4563 & ? (GE AC4400CW, 2000-01, 4400 hp) with a southbound manifest train between Acambáro and Toluca shortly before Maraviato de Ocampo, MICHOACAN;

KCSM 4073 & 4062 (EMD SD70ACE, 2007, 4300 hp) with a southbound autorack train to the Toluca Chrysler plant at Acambáro, GUANAJUATO;

Ferromex 4659 & 4622 (GE ES44AC, 2006, 4400 hp) with a northbound train passing by Aguascalientes’ old station complex;

Ferrosur 4704 (GE ES44AC, 2010, 4400 hp, “on loan” from Ferromex) & 4412 (GE AC4400CW, 2000, 4400 hp) just after leaving Apizaco, TLAXCALA, with a northbound hopper train to Mexico City on the old FC Mexicano line;

Ferrosur 9158 (GE B23-7, 1979-80, 2250 hp, ex NdeM) at Medias Aguas, VERACRUZ, with a southbound train across the Tehuantepec Isthmus to the Pacific Ocean port of Salina Cruz;

Ferrosur 10027 & 10049 (GE B23-7, 1980-82, 2250 hp, ex NdeM) at Medias Aguas, VERACRUZ, awaiting a crossing with an eastbound hopper train to the port and petrochemical complex of Coatzacoalcos.
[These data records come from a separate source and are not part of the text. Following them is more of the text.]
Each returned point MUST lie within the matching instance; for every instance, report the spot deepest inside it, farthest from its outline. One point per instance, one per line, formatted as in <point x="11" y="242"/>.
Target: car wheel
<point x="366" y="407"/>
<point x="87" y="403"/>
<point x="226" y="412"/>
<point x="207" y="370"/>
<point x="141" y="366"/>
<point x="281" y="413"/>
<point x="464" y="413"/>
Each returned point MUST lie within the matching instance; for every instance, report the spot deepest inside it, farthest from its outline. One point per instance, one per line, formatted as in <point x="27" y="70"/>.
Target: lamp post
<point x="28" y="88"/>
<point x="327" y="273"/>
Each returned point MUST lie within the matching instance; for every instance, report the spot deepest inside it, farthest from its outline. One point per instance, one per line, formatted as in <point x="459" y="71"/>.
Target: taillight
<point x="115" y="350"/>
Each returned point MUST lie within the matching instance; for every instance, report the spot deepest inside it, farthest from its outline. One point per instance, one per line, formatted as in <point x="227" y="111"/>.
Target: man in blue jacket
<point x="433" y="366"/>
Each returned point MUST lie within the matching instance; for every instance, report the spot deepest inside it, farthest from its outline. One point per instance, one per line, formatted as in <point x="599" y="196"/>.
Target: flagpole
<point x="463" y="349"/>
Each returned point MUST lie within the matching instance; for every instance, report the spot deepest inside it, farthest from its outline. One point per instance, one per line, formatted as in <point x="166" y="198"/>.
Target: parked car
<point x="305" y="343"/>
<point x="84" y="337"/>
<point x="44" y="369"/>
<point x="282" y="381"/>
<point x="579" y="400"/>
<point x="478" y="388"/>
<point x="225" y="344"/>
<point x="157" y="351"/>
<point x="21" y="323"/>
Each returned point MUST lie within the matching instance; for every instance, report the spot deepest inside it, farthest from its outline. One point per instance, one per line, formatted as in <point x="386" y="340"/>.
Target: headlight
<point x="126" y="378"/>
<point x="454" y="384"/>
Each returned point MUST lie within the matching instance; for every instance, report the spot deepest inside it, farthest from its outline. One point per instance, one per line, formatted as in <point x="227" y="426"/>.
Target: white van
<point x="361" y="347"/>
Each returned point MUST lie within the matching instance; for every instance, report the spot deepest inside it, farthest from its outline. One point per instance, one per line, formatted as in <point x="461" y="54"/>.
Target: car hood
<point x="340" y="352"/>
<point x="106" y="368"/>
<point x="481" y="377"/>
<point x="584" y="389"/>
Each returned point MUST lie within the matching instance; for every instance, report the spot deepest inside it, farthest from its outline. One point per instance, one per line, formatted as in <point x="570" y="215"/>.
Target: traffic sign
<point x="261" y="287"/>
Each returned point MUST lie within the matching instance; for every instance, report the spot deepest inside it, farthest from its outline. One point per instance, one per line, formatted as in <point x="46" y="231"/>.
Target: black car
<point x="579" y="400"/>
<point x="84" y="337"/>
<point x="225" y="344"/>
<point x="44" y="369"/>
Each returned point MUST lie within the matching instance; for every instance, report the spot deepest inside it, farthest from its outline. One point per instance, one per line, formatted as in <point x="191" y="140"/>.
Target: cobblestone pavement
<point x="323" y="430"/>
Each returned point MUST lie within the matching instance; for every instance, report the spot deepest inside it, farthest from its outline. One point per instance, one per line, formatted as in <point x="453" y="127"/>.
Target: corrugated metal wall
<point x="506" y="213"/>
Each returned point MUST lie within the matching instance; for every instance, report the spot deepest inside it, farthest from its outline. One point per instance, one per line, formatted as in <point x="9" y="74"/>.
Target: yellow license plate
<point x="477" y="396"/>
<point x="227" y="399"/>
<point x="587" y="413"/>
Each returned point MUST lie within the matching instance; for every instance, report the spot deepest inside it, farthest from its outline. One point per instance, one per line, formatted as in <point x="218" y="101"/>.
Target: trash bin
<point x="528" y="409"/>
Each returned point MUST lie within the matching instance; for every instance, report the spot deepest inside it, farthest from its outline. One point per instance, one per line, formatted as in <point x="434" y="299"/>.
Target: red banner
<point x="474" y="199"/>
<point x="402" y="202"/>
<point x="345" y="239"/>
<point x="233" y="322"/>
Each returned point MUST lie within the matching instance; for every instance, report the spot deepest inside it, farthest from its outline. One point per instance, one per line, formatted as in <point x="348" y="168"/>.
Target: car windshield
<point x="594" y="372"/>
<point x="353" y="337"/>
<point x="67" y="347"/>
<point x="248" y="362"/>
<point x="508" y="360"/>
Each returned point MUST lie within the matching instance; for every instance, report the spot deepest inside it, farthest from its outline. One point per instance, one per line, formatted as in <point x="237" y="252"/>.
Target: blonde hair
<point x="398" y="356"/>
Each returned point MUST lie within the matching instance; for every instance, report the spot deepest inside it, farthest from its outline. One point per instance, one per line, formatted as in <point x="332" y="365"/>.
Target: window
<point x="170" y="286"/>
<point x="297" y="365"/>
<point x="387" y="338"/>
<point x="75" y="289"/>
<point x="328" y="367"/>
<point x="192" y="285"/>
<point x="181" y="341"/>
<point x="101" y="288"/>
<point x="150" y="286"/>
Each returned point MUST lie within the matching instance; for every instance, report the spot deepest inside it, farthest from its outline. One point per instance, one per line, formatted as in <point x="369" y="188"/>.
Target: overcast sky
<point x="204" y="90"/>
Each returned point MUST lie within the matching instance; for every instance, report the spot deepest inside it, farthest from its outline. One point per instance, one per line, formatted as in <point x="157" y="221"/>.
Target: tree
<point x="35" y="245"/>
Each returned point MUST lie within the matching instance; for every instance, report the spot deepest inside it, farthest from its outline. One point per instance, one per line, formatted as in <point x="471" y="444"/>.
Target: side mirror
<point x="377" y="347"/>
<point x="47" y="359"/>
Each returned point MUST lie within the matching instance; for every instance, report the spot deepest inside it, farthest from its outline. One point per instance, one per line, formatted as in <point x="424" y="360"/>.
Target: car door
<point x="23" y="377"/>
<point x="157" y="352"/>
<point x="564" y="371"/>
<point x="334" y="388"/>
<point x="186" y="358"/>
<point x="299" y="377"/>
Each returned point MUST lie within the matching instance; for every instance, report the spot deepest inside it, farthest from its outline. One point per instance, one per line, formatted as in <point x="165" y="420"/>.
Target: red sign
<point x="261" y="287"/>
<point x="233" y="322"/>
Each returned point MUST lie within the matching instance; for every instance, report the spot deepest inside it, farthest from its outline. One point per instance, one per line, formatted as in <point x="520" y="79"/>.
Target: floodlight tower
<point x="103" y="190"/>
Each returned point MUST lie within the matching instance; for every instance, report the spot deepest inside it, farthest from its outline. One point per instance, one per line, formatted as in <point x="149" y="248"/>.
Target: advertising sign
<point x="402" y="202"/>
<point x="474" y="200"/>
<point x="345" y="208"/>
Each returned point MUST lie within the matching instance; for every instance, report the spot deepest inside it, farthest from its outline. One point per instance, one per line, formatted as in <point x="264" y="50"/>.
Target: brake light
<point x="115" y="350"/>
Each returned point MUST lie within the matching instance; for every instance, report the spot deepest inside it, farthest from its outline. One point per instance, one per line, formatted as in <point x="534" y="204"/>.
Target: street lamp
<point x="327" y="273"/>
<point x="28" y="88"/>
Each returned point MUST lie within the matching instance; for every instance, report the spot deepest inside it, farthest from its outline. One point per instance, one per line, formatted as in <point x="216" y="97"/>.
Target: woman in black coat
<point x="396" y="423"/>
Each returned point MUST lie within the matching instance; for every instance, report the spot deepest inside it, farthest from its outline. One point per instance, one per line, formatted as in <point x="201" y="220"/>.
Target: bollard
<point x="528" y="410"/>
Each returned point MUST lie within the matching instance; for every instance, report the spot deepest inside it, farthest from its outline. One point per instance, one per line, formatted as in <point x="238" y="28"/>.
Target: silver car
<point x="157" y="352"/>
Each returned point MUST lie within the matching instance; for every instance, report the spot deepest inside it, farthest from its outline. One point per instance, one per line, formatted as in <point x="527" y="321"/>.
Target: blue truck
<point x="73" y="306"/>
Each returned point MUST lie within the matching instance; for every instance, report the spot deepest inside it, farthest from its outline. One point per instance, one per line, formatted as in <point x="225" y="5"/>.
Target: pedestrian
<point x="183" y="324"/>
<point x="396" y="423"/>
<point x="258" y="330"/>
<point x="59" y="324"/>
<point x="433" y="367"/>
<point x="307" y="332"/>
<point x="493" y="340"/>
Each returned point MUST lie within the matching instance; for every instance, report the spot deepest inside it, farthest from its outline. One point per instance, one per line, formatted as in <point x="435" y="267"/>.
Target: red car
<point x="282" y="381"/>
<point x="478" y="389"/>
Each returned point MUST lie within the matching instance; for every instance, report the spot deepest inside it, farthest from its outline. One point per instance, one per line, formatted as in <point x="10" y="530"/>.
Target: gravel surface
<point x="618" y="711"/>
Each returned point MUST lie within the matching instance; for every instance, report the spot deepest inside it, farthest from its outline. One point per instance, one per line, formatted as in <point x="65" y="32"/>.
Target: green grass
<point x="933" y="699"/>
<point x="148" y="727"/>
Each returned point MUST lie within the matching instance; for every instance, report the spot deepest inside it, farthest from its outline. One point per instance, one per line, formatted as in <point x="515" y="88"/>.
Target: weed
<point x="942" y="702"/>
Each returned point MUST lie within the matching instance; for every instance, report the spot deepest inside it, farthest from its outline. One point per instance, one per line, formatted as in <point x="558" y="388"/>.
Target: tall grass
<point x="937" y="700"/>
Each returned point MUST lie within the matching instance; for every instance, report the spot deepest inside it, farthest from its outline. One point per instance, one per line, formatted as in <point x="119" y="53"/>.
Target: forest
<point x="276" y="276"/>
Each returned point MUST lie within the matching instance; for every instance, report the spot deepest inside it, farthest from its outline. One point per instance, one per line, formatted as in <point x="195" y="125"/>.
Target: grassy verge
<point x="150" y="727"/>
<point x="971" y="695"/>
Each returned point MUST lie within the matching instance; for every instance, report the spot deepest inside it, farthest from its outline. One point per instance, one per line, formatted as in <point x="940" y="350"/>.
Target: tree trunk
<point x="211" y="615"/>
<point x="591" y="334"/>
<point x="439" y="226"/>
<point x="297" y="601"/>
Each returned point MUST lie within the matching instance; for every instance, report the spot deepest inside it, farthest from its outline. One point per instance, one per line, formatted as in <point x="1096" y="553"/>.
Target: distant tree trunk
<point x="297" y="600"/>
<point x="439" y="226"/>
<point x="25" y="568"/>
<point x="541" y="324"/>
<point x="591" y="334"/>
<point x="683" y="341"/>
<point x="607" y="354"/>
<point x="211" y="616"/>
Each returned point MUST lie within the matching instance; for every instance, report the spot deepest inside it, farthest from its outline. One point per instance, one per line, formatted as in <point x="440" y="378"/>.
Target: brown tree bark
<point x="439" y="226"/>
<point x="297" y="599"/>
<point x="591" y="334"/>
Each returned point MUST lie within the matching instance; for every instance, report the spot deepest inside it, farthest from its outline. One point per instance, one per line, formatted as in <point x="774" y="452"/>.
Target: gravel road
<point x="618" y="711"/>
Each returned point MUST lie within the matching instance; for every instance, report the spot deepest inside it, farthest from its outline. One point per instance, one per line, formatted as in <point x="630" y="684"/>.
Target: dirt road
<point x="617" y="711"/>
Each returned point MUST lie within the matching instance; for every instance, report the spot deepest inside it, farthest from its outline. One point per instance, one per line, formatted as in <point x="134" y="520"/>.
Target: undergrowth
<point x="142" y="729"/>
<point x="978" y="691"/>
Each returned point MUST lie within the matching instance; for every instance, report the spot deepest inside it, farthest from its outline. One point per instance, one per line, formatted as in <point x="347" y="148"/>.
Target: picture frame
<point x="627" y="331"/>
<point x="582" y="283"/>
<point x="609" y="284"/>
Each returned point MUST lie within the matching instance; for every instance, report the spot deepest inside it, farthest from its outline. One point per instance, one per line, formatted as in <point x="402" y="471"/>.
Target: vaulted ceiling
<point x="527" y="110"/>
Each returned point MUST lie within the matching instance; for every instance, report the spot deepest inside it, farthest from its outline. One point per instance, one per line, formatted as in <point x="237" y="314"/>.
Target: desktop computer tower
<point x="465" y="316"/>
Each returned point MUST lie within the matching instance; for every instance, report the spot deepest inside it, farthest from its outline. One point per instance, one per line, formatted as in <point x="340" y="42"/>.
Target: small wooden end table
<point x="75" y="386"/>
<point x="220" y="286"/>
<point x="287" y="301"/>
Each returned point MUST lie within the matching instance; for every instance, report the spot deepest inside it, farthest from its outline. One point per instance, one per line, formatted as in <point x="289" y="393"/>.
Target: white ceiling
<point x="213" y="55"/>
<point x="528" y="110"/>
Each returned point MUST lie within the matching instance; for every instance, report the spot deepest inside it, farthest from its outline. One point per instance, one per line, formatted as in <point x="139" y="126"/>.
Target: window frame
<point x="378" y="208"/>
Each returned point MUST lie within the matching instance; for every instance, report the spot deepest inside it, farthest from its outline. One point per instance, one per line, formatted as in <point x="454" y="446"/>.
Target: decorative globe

These are two of 142 diesels (63 B23-7 and 79 C30-7) bought as kits from GE’s Erie Plant and assembled at Aguascalientes’ former steam shops between 1980 and 1986;

Ferrosur 4540 (GE AC4400CW, 1999, 4400 hp, “on loan” from Ferromex) with a southbound autorack train to Veracruz on the Fortin bridge at Fortin de las Flores, VERACRUZ, between Orizaba and Cordoba. The double-track viaduct dates from the 1980s grade-reduction program which eliminated the famed curved Metlac stone viaduct on the FC Mexicano’s electrified line. The Mexicano line used to run up and down both sides of the valley below. The Fortin viaduct is the highest railway bridge in North America and the highest two-track railway bridge in the world;

Ferrosur 4707 (GE ES44AC, 2010, 4400 hp, “on loan” from Ferromex) leaving Orizaba, VERACRUZ, with a southbound train;

Ferrosur 6794 (GE C30-7, 1980, 3000 hp, ex NdeM) shunting at Orizaba, VERACRUZ;

Tren Suburbano at Cuautitlán station. The FC Suburbano de la Zona Metropolitana del Valle de México operates a single line between NdeM’s old Buenavista station in Mexico City, DF and Cuautitlán, MEXICO. Opened in 2008/09, the line is 27 km long, double track, electrified with 25 kV 60 Hz overhead, serving five intermediate stations and operated with 15 CAF-built four-car EMUs of the same type as RENFE class 447. During peak hours the trains are operated in pairs and run every 6 minutes. There are promises from politicians to extend the network north and east of Mexico City, but at the moment this is Mexico’s only commuter rail operation (Mexico City has an extensive metro system and there are light rail lines in Mexico City, Guadalajara and Monterrey).